またも少し寄り道になりますが、ちょっと別のお仕事の関係で、慢性咳嗽を診断するにあたっての、胸部画像検査と呼吸機能検査の使いようを考えてみなくてはなりません。

まず、慢性咳嗽、といいますか、慢性に咳が出る疾患の原因となる疾患、これを列挙してみますと…

  • *咳喘息(アトピー咳嗽)

  • 後鼻漏・副鼻腔炎・副鼻腔気管支症候群

  • COPD

  • 心不全

  • *百日咳・マイコプラズマ感染症(感染後咳嗽)

  • *胃食道逆流症

  • *薬剤・誤嚥

  • 肺癌・間質性肺炎

  • 肺結核・非結核性抗酸菌症

  • *心因性・習慣性咳嗽


あたりでしょう。

このうち、*のついた疾患は、胸部画像上も呼吸機能も異常が見られません。
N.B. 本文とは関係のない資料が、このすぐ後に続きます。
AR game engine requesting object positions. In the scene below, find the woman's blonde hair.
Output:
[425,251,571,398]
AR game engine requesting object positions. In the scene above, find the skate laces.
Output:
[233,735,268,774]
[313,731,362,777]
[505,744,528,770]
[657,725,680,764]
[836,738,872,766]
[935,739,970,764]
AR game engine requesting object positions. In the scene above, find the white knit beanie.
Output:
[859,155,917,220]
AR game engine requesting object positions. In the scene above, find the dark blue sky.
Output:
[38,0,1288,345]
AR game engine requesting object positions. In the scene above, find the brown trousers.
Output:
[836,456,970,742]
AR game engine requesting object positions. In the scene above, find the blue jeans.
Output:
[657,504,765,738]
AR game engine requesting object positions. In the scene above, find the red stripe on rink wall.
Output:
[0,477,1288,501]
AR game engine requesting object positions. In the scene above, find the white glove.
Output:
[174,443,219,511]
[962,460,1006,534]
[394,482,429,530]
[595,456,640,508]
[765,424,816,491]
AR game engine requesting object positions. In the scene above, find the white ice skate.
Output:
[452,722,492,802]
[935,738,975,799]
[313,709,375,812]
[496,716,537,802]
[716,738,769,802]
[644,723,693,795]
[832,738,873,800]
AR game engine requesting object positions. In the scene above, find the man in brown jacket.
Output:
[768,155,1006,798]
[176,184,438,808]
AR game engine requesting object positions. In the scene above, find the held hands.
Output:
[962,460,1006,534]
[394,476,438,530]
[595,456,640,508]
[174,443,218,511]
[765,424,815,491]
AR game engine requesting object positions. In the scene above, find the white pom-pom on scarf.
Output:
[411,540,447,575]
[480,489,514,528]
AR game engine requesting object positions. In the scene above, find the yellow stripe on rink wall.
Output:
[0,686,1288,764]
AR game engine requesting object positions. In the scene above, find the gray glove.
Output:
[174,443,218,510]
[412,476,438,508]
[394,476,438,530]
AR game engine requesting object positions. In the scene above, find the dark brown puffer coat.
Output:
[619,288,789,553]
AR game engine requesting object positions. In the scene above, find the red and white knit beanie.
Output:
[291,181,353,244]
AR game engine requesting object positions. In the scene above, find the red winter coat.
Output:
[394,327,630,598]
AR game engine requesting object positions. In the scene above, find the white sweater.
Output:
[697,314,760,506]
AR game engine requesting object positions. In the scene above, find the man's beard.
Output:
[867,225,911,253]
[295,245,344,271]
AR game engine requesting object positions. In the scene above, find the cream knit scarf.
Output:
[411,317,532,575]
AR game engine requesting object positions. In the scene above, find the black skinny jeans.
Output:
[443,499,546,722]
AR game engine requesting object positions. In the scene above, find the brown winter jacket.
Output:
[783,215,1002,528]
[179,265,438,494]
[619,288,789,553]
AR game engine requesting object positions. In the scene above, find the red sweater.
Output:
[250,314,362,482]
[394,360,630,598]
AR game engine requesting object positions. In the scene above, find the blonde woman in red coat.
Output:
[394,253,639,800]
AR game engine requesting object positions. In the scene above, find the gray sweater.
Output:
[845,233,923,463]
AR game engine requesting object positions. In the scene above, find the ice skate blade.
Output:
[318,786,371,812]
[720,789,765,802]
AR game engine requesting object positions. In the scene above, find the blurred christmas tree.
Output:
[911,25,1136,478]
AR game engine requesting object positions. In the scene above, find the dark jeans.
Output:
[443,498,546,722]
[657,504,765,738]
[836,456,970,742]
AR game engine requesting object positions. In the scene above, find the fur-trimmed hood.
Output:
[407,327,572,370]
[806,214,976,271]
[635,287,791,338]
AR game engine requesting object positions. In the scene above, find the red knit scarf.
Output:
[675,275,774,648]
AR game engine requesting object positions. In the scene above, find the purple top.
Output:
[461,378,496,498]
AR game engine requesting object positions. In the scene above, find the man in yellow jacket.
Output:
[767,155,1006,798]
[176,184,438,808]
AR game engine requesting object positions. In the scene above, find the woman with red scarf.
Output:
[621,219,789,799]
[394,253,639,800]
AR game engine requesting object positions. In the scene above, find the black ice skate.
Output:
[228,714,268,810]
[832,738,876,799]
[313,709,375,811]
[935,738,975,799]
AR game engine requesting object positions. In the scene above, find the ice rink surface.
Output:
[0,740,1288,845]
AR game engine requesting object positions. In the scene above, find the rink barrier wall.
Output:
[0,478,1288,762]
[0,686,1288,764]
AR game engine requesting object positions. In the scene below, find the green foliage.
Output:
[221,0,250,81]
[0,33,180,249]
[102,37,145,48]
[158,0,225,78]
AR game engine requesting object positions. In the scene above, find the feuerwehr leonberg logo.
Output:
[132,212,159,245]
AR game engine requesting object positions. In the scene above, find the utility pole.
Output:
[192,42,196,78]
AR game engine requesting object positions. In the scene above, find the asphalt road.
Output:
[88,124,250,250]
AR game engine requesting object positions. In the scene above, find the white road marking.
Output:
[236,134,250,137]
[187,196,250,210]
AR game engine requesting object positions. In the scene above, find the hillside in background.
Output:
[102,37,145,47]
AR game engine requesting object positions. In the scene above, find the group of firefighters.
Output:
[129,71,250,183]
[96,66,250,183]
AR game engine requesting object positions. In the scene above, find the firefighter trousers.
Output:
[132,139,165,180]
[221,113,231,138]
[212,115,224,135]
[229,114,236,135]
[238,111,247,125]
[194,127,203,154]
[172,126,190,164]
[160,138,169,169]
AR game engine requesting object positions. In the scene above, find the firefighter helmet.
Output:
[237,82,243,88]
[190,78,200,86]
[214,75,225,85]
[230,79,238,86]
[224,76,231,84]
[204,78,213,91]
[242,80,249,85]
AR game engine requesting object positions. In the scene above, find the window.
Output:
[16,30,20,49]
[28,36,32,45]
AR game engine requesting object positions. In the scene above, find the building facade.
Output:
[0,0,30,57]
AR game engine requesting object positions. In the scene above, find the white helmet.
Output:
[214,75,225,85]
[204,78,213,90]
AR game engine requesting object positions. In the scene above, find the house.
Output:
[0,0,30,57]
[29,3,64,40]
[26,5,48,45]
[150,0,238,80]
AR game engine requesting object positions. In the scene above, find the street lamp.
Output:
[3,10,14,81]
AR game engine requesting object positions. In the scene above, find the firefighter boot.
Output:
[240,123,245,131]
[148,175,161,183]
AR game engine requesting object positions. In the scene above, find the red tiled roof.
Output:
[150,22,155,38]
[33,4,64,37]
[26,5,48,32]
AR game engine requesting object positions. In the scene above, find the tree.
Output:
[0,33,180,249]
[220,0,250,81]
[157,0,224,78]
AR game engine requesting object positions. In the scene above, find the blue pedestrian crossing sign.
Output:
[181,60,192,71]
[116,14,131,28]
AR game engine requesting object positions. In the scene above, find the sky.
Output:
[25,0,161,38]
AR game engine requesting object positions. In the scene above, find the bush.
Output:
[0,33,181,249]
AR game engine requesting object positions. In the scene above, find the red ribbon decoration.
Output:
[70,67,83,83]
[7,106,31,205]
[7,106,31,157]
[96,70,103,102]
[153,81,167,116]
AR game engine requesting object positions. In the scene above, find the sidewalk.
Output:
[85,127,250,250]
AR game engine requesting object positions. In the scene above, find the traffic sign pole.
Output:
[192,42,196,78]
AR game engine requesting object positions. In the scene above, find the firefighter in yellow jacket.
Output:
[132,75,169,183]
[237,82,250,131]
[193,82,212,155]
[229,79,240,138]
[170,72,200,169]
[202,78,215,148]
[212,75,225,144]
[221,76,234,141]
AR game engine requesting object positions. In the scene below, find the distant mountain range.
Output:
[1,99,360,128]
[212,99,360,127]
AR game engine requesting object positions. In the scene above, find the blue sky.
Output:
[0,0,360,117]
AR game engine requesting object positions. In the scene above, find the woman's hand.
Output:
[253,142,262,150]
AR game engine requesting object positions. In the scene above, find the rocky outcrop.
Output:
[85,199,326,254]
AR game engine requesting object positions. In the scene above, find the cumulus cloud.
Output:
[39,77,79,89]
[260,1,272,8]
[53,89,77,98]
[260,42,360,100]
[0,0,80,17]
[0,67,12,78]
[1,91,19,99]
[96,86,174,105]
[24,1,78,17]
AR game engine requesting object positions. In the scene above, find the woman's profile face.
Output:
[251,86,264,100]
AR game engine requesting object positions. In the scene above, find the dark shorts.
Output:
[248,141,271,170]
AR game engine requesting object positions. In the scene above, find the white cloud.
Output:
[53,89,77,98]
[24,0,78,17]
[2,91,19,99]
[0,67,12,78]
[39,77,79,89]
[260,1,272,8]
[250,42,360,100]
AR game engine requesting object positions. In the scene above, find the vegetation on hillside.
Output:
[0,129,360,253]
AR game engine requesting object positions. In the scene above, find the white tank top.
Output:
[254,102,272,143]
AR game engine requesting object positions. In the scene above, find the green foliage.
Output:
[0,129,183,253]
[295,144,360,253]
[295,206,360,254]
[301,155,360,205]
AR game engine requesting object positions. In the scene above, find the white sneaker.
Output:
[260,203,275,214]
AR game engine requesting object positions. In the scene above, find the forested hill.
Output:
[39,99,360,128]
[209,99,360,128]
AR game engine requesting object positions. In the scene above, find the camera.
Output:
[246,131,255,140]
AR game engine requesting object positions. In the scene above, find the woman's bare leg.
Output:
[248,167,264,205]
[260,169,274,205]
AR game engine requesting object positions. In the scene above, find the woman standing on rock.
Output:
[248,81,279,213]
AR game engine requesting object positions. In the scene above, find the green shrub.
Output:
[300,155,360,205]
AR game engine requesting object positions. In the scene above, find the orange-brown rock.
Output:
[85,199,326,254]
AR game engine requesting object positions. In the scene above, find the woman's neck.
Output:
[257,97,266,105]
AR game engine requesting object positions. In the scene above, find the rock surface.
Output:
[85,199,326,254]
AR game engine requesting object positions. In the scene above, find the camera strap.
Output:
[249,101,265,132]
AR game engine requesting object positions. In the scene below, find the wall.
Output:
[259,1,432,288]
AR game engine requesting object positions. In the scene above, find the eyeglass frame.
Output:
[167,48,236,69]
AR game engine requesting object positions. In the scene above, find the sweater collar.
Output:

この「異常が見られない」ということを確認するのも重要なことではありますので、まずはそこから考えましょう。

まず胸部X線写真では、異常が見られないとは…

  • 胸郭の左右バランスに偏りがない

  • 横隔膜が適正な位置(右横隔膜で第9〜10肋間と鎖骨中線で交差)にある

  • 肺野の左右を比較しても濃度差がない

  • 正常で見られる線がクッキリハッキリ見られる

  • 毛髪線は儚く、見えるか見えないか

  • 肋横角は鋭

  • 縦隔、肺門リンパ節の腫脹が見られない

  • 気管〜気管分岐部〜左右主気管支あたりが追える


あたりでしょうか。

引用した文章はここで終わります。